Hash is such a comfort food and it is really economical when you are feeding a family of eight. To be honest it is nearing the end of the month and the refrigerator was looking a little barren. I was deciding what to make for lunch and the self conversation went something like this:
“Hmmm…??? Let me see here, one sweet potato, one red onion, oh and I see we have about an equal amount of beets and parsnips, so hash it is!”
This is such an easy side dish and it really is a forgiving dish to make even if you over cook it or under cook it, it always seems to satisfy a hungry belly or more. Everyone asked for seconds. I think they would have had thirds, but they gobbled it all up. This dish can be served on the side or made into a main dish which is what I did by browning up some ground turkey with more chopped onions and just added it to the hash towards the end of cooking. It made a nice easy meal for a hungry crew. Everyone commented on the natural sweetness of this dish. We have kids sensitive to garlic so I rarely use it, but garlic normally pairs nicely with rosemary. This is a versatile dish that could be served for breakfast, lunch or dinner.
Rosemary & Cardamon Winter Root Hash
1 Large Sweet Potato, peeled and cubed
5 Parsnips peeled and cubed
5 Beets Large, peeled and cubed
2 tsp Rosemary heaping or rounded
1 cup Red Onion diced
1/4 tsp Cardamom
1/2 tsp Salt or to taste
Pepper to taste
1. Heat a large cast iron frying pan or large fry pan with olive oil. The oil should be about 1/8 inch covering the bottom of the pan to begin.
Tip: To see if the pan is ready lightly flick a tad bit of water onto it and the water should jump.
2. Add in all your diced vegetables and your seasonings.
3. Cook on medium high heat. Don’t over stir the vegetables and use a scrapper in a flipping action to turn them over.

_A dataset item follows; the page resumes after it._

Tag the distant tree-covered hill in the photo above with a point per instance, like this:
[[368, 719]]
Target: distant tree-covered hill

I like to let my hash get a slight crust before flipping. If you overcrowd your vegetables the hash will be softer, but if you have less root veggies in the pan you can achieve a better crust when flipping because they will not be piled high to steam cook in the center of the heap. I have a large family and huge pan, so it is inevitable that I will have a softer hash. So, I tend to cook my hash to the point of just about charring to get a desired crust on at least a portion of the hash.